Labour turnover in South African industry is enormous, compared with similarly industrialised areas elsewhere in the world. The Tomlinson Commission recorded turnovers of 117 per cent in a period of ten months in Johannesburg around 1948 and Sheila Van der Horst a figure of 138 per cent in East London generally, with 600 per cent in the building industry around 1957.

The National government is committed to the further industrial expansion of South Africa, but it is hampered by an out-dated political ideology, which it can only enforce by a massive system of state repression. It is a capitalist party since it governs a country completely dominated by capitalism, and a long way from the agricultural economy of the old Boers. Afrikaner farmers have themselves invested in industry, merging more and more into a common capitalist class, and there has been a significant growth in state corporations, and state financed industries under the Nationalists. While the removal of all racial barriers in employment and political rights might well advance industry in South Africa tremendously, such a course should not necessarily be expected in the immediate future.

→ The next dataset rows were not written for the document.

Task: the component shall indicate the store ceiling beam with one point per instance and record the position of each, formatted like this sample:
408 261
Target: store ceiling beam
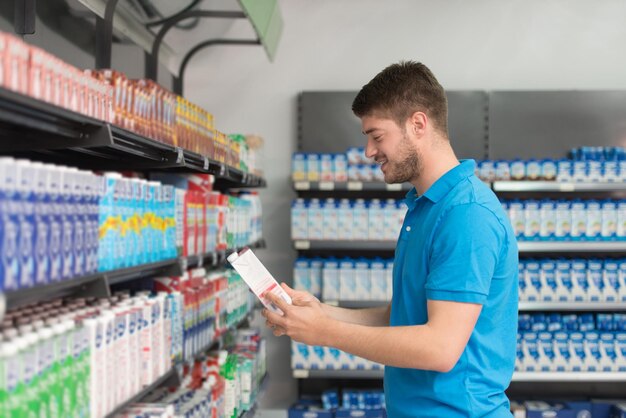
152 62
179 81
24 22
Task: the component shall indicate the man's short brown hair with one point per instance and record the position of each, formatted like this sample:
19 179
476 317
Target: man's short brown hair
400 90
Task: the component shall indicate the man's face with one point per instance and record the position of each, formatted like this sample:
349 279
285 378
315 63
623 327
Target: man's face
392 149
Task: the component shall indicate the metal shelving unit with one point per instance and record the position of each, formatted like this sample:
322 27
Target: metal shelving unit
349 186
99 284
572 306
571 246
57 135
344 245
554 186
572 377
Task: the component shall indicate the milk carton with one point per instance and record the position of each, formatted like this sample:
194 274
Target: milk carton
301 277
595 290
621 219
533 220
340 166
315 276
299 220
547 214
560 363
609 219
610 281
363 282
344 220
360 230
564 171
577 352
592 351
579 220
547 276
330 280
517 216
593 230
347 280
607 352
313 167
563 228
580 281
329 215
533 281
9 226
379 280
376 220
298 167
563 278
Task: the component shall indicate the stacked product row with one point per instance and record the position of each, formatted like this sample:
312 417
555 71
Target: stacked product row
578 280
345 279
330 219
571 343
308 357
224 384
141 106
352 403
61 358
59 222
567 220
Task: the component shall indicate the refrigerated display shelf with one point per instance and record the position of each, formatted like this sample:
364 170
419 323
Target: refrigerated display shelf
571 246
344 245
582 377
170 378
350 186
572 306
98 284
555 186
56 135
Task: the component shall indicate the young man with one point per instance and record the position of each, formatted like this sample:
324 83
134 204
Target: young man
448 337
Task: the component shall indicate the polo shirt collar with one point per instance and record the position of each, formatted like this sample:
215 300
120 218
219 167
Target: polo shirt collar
444 184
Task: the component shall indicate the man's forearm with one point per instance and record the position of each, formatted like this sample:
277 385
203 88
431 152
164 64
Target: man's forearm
374 317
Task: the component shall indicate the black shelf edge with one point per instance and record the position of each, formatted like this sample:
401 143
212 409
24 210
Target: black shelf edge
56 135
304 245
98 284
171 378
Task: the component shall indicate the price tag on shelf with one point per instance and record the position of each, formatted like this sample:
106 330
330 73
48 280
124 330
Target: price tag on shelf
180 156
302 185
327 185
355 185
302 245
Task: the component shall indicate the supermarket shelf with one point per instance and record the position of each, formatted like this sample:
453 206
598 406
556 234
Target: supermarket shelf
344 245
338 374
98 284
170 378
573 306
582 377
53 134
571 246
554 186
350 186
357 304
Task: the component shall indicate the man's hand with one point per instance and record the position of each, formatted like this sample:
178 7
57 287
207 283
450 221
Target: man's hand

Further repression might lead to a bloody revolt, yet it may well be the fear of the existing native white ruling class in South Africa of such a revolt that causes them to support National Party policies. Capitalism would not fall through such a revolt but the existing capitalists might well be turfed out. Even the United Party is aware of this and has retained from the days of Smuts’ leadership a less rigorous policy of “separation” of the different ethnic groups. Only the now dissolved Liberal Party has openly demanded a multi-racial society, and in this they have only really represented the hopes of foreign capital for a greater field of exploitation in South Africa.